Se assimilada de modo ligeiro, a
argumentação da jornalista pode ser considerada como expressão de uma dada posição
política. Dessa posição – não de “fatos” – resultariam possibilidades que ela
continua vendo para a abertura de uma terceira via eleitoral. Esse repto
caberia também à visão que venho expondo neste espaço há um ano. Por isso ao
interceder em favor de que se preste atenção à dimensão analítica do artigo de
Kramer estou simultaneamente defendendo um ponto de vista desta coluna.

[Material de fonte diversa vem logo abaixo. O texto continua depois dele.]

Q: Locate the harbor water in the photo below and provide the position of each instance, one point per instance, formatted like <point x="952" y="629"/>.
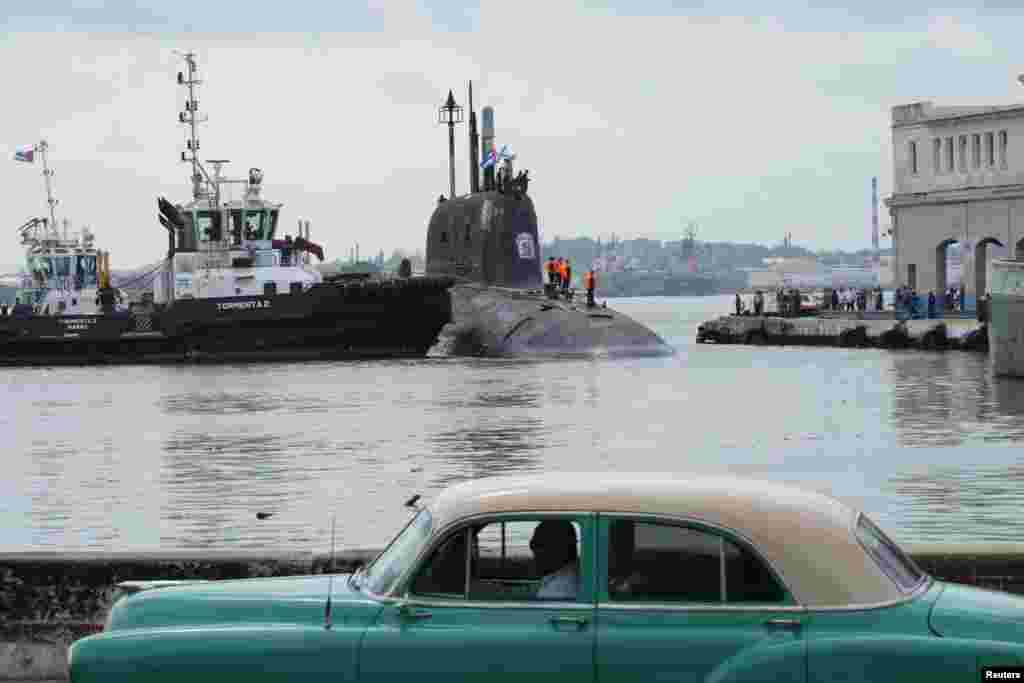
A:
<point x="184" y="457"/>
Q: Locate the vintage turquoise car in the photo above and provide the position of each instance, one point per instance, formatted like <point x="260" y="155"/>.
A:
<point x="582" y="579"/>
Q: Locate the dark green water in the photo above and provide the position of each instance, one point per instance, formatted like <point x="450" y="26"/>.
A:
<point x="168" y="457"/>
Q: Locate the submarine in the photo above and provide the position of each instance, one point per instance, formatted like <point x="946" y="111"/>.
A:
<point x="487" y="241"/>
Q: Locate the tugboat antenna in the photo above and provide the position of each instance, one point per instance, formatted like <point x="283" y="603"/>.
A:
<point x="48" y="176"/>
<point x="192" y="118"/>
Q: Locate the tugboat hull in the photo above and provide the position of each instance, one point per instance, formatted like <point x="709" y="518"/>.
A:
<point x="366" y="319"/>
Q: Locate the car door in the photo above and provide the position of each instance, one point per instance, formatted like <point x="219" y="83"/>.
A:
<point x="491" y="628"/>
<point x="680" y="601"/>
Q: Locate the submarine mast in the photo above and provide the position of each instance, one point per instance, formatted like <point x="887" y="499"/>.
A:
<point x="451" y="114"/>
<point x="474" y="147"/>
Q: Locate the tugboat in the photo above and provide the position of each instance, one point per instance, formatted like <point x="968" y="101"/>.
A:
<point x="1006" y="327"/>
<point x="61" y="275"/>
<point x="230" y="290"/>
<point x="488" y="240"/>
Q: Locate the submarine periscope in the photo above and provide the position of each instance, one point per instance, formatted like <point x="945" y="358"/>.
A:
<point x="487" y="240"/>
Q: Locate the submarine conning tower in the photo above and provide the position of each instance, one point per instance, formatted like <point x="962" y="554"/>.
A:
<point x="488" y="236"/>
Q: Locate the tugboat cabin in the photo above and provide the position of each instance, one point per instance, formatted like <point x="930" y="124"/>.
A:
<point x="231" y="248"/>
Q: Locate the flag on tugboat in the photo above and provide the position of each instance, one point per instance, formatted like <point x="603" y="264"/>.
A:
<point x="26" y="153"/>
<point x="489" y="159"/>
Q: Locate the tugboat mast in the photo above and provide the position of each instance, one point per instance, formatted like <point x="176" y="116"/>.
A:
<point x="192" y="118"/>
<point x="48" y="175"/>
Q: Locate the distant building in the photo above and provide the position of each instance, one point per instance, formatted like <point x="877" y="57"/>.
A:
<point x="958" y="177"/>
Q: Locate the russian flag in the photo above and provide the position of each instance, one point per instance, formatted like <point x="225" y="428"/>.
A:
<point x="489" y="159"/>
<point x="26" y="153"/>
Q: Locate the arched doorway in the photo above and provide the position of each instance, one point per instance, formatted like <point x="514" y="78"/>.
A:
<point x="947" y="267"/>
<point x="981" y="256"/>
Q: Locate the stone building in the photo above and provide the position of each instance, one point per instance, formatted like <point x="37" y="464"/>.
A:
<point x="957" y="177"/>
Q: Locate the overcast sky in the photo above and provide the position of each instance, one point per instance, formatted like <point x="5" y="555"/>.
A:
<point x="633" y="118"/>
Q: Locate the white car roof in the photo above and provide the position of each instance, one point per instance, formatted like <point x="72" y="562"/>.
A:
<point x="808" y="538"/>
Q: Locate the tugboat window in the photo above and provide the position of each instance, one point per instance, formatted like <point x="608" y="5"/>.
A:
<point x="237" y="226"/>
<point x="208" y="226"/>
<point x="254" y="225"/>
<point x="272" y="229"/>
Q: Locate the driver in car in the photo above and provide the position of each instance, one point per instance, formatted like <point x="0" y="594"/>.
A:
<point x="554" y="548"/>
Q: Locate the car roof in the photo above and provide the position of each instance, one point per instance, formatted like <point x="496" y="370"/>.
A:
<point x="808" y="538"/>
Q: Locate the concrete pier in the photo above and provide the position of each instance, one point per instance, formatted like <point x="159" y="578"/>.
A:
<point x="846" y="332"/>
<point x="48" y="600"/>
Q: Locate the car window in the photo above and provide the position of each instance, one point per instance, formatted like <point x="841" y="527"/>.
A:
<point x="888" y="555"/>
<point x="509" y="560"/>
<point x="390" y="564"/>
<point x="666" y="562"/>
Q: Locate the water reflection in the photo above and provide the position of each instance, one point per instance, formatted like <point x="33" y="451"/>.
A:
<point x="215" y="482"/>
<point x="501" y="432"/>
<point x="952" y="398"/>
<point x="132" y="458"/>
<point x="951" y="504"/>
<point x="251" y="402"/>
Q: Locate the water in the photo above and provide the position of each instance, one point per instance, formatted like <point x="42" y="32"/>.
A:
<point x="144" y="458"/>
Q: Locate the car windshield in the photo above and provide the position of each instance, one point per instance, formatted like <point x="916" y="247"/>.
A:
<point x="389" y="565"/>
<point x="889" y="557"/>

Penso que é um erro supor que haja correspondência direta entre análise de conjuntura e análise de cenários possíveis. Embora conectados, os dois procedimentos analíticos são bem distintos e uma das principais distinções está no modo como cada um deles considera o papel da ação política. Na análise de conjuntura os atores têm peso morto, por assim dizer. O que fizeram ou deixaram de fazer é fato consumado, ou já em curso, que cabe simplesmente registrar, sem se esperar que possam ser alterados. Contra isso nada podem o desejo, as crenças, os valores, ou os raciocínios lógicos do analista. Na análise de cenários, muito pelo contrário, o que distingue a análise política de outras é a consideração primordial que ela precisa dispensar à incerteza própria da presença de diversos atores, com diferentes visões, propósitos e modos de agir, compondo cenas sequenciadas de um enredo de desfecho ignorado. A democracia só faz acentuar esse requerimento que se impõe a quem analisa cenários futuros de política. Num regime democrático – mesmo quando ele vigora numa sociedade com fraca cultura democrática – a imprudência analítica não está na admissão de múltiplas possibilidades alternativas e sim na escassez delas. Vaticínios antecipados são a morada mais comum de vieses desejosos.